Algérie mon amour!

«De nos montagnes montèrent les voix de nos hommes libres nous appelant pour l’indépendance…». Un chant qui gonflait nos muscles d’enfants dans les rues de Casablanca, lors de la guerre de libération de nos voisins, les Algériens. On se voyait sur leurs montagnes et sur nos trois chaines de l’Atlas.

On était Marocains et Algériens à la fois… Algériens et Marocains. Pas un quartier populaire à Casablanca qui ne comptait pas la maison d’une famille d’un «Wasti», un Algérien. Plus tard, on apprit à l’école l’histoire de nos voisins, dénaturés, dépouillés de leur identité, meurtris dans leur histoire et leur mémoire qu’on a eu à partager pendant des siècles. Bien plus tard, nos rêves de jeunesse rebelle, qui ne voulait jamais «brûler» comme l’actuelle, pour se noyer dans le large de nos côtes du nord, furent bercés et aiguisés par les créateurs de nos voisins: le  ballet algérien», crée en 1963, le théâtre du regretté Sidi Ahmed Meziane Agoumi (confrère et ami de notre pas moins regretté Tayeb Seddiki), le cinéma de Mohamed Lakhdar – Hamina dont «les années de braise» (Palme d’or 1975 à Cannes), fit de ce titre une qualification que plusieurs peuples empruntèrent par la suite pour désigner de sombres périodes de leur histoire (même certains commentateurs français y recourent aujourd’hui par ces temps de perte de boussole avec le vent de  leurs «gilets jeunes»)…

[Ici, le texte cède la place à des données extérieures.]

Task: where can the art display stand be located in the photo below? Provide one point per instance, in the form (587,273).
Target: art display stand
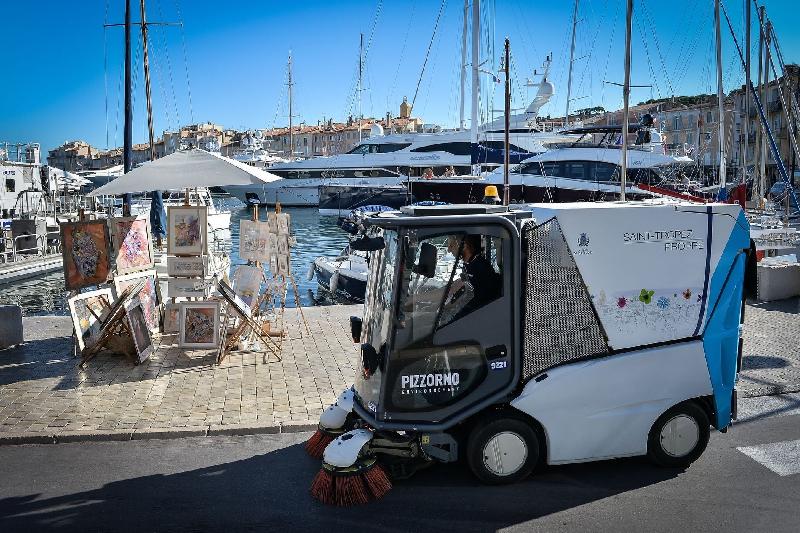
(115,334)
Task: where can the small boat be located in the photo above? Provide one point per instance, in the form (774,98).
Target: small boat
(344,276)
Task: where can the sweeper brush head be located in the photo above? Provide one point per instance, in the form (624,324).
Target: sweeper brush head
(357,484)
(316,445)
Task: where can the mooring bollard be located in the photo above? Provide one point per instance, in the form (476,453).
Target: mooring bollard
(10,326)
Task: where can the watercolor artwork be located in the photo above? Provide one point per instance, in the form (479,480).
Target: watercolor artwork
(199,325)
(148,296)
(133,249)
(85,253)
(186,230)
(247,283)
(253,240)
(88,311)
(137,324)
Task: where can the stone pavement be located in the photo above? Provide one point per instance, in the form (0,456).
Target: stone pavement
(46,397)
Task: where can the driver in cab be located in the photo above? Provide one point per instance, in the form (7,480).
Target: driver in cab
(478,276)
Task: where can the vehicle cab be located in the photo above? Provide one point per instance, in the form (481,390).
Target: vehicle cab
(438,339)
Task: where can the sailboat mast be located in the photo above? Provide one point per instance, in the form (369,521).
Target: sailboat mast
(291,131)
(461,124)
(571,59)
(476,64)
(507,128)
(360,78)
(626,94)
(150,133)
(720,99)
(746,119)
(127,149)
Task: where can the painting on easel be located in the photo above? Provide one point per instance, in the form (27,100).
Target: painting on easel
(88,310)
(186,230)
(86,255)
(133,249)
(253,240)
(137,324)
(148,296)
(199,325)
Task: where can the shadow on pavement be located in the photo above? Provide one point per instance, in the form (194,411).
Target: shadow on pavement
(271,492)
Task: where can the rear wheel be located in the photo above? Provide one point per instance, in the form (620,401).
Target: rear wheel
(679,436)
(503,450)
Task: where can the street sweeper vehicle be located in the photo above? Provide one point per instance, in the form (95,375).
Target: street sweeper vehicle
(549,334)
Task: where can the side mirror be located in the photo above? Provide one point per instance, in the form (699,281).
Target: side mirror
(427,260)
(355,328)
(368,244)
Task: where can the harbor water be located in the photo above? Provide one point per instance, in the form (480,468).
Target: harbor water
(316,235)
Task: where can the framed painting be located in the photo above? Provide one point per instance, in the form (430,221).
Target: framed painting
(253,240)
(198,325)
(187,288)
(133,248)
(149,295)
(186,230)
(247,283)
(283,223)
(140,330)
(283,245)
(272,222)
(171,312)
(283,265)
(188,267)
(233,299)
(88,311)
(86,253)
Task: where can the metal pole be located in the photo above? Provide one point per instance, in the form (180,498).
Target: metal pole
(461,123)
(720,99)
(476,63)
(147,82)
(291,132)
(127,149)
(626,93)
(571,59)
(507,142)
(746,91)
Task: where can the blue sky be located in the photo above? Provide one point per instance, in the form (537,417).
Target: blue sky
(62,70)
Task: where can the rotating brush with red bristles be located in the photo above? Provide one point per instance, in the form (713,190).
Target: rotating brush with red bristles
(357,484)
(316,445)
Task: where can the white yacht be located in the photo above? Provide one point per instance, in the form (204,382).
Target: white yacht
(582,170)
(392,160)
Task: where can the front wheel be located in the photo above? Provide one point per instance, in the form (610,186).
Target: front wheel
(679,436)
(502,451)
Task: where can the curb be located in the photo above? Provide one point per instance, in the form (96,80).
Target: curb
(122,435)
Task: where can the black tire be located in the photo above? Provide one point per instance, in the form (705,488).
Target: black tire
(514,439)
(679,436)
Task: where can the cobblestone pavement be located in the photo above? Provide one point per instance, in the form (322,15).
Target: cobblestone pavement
(43,393)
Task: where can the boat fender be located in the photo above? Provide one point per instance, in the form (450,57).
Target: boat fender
(344,450)
(334,283)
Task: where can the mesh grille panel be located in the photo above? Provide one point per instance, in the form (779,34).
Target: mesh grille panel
(559,323)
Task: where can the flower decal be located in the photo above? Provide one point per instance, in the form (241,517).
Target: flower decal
(646,296)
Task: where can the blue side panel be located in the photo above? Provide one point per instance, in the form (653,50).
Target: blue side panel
(721,335)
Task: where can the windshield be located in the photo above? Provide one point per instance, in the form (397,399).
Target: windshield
(377,318)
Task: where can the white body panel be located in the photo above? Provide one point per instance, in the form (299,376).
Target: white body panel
(604,408)
(623,249)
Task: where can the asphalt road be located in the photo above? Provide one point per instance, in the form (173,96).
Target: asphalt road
(261,483)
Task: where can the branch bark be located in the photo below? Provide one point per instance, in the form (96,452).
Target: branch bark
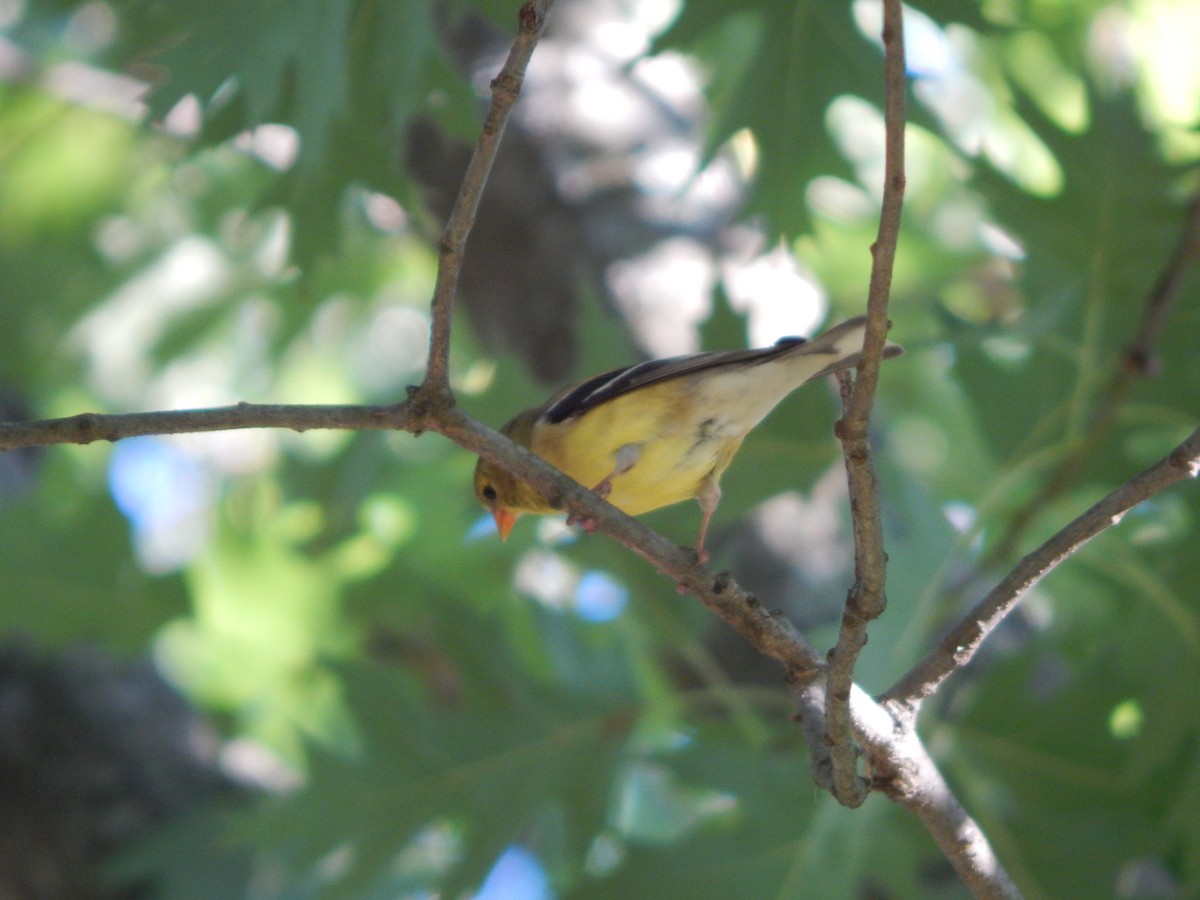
(960,645)
(831,708)
(505,90)
(1138,361)
(868,598)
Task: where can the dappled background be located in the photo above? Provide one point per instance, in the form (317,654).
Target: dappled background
(279,665)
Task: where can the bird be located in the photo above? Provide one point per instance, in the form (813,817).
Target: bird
(661,431)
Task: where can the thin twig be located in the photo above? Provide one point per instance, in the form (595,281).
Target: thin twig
(868,598)
(960,645)
(505,90)
(88,427)
(1138,361)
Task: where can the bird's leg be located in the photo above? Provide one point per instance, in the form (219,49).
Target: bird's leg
(625,459)
(708,496)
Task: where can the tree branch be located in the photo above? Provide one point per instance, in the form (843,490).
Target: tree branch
(88,427)
(959,646)
(898,761)
(505,90)
(1138,361)
(903,769)
(868,598)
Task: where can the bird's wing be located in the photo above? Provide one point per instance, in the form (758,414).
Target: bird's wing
(599,389)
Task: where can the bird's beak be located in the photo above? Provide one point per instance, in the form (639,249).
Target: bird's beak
(504,521)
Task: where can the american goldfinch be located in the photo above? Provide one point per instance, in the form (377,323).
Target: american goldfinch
(663,431)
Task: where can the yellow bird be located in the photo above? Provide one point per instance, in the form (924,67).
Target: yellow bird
(663,431)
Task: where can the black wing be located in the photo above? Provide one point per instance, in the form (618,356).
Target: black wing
(609,385)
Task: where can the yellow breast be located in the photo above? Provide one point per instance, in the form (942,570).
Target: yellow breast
(681,445)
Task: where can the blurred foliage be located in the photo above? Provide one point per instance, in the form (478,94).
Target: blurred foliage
(426,697)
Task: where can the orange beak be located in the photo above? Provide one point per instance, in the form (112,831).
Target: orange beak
(504,521)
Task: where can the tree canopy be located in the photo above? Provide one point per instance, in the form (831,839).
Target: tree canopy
(204,204)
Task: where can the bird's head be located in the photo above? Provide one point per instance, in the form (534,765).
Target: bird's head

Et puis, chez nous, «Hassan Terro», de Lakhdar-Hamina (primé à Cannes aussi, en 1967,pour sa première œuvre, «Le vent des Aurès») est toujours, sans conteste, le film maghrébin exceptionnellement réussi comme grand cinéma populaire et d’auteur, fusionnant le comique, la dérision, le message politique profond, la dérision et le tragique.

L’Algérie savait nous la faire aimer et admirer. Elle forçait notre amour et notre admiration. Nos créateurs de l’écrit l’admiraient aussi pour ses Kateb Yassine, Rachid Boudjra , Assia Djebbar, Mouloud Feraoun, Mouloud Mammeri, Mohamed Dib, Tahar Djaout, Rachid Mimouni, Malek Haddad, Leila Sebbar, Taos Amrouche, Nabil Fares, et plus recemment, Yasmina Khadra, Kamel Daoud… Nos politiques progressistes lisaient et relisaient les travaux du congrès de la Soummam et imaginaient les traits et les idées de tactique du martyre emblématique Abban Ramdane.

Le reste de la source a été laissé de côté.